Bleeping Computer drew attention to the STOP ransomware ransomware, which is one of the most active threats this year, along with Ryuk, GandCrab and Sodinkibi, according to the ID Ransomware service created by the renowned CSI expert Michael Gillespie.
The prevalence of STOP is also confirmed by the extremely active branch of the Bleeping Computer forum, where victims are looking for help. However, this encryptor is hardly mentioned or written about. The fact is that this smallvar attacks mainly pirate content lovers, visitors to suspicious sites and spreads as part of the advertising bundles.
Ransomware ID receives approximately 2,500 reports of ransomware attacks per day.
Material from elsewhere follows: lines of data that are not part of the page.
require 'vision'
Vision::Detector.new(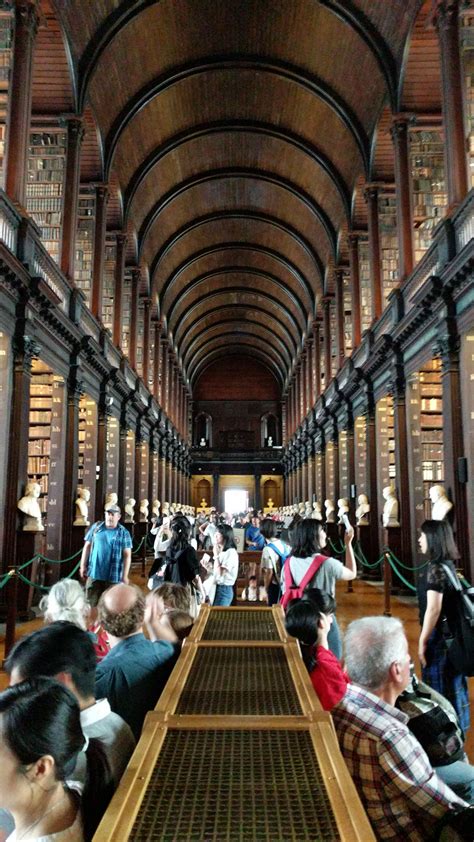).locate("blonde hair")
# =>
[39,579,90,629]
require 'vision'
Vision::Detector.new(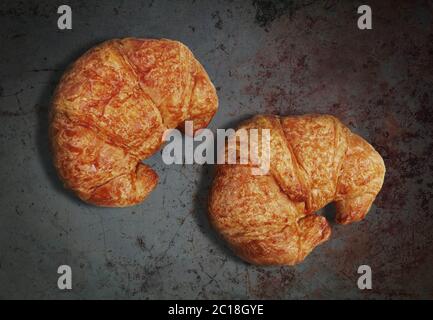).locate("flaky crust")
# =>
[209,115,385,265]
[50,38,218,207]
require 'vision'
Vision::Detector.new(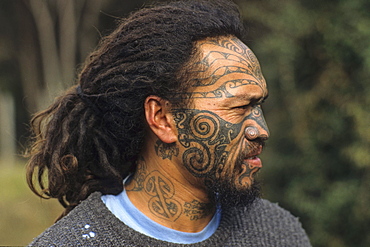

And about 60-70% of them are reports of STOP encryption attacks, which leaves other extortionists far behind.
Gillespie and experts Bleeping Computer note that the encryptor acts on the classic scheme: encrypts files, adds them a new extension and places on the infected machine a note with a demand for ransom (Malvar requires 490 dollars, but the amount doubles in 72 hours to $ 980). Odanko today there are more than 159 variants of STOP, which are known to researchers, and this variety significantly complicates the situation.
For example, Gillespie has made some progress in helping victims of data encryption to recover files, and created the STOPDecryptor tool, which includes standalone decryption keys used by the extortionist when he can’t contact the management server. The specialist has also been able to help a number of users whose machines have been encrypted using unique keys.
However, helping the victims was a difficult task: sometimes the ransomware authors released 3-4 versions a day, and thousands of people needed help at the same time. Also, as a result, STOP encryption has changed, and Gillespie can no longer offer help to all victims.
As a result, the Bleeping Computer forum’s help branch already has more than 500 pages, and desperate users will regularly forgive Gillespie for help on social networks. Thus, almost any researcher’s tweet instantly responds with pleas for help in decrypting files after the STOP attack.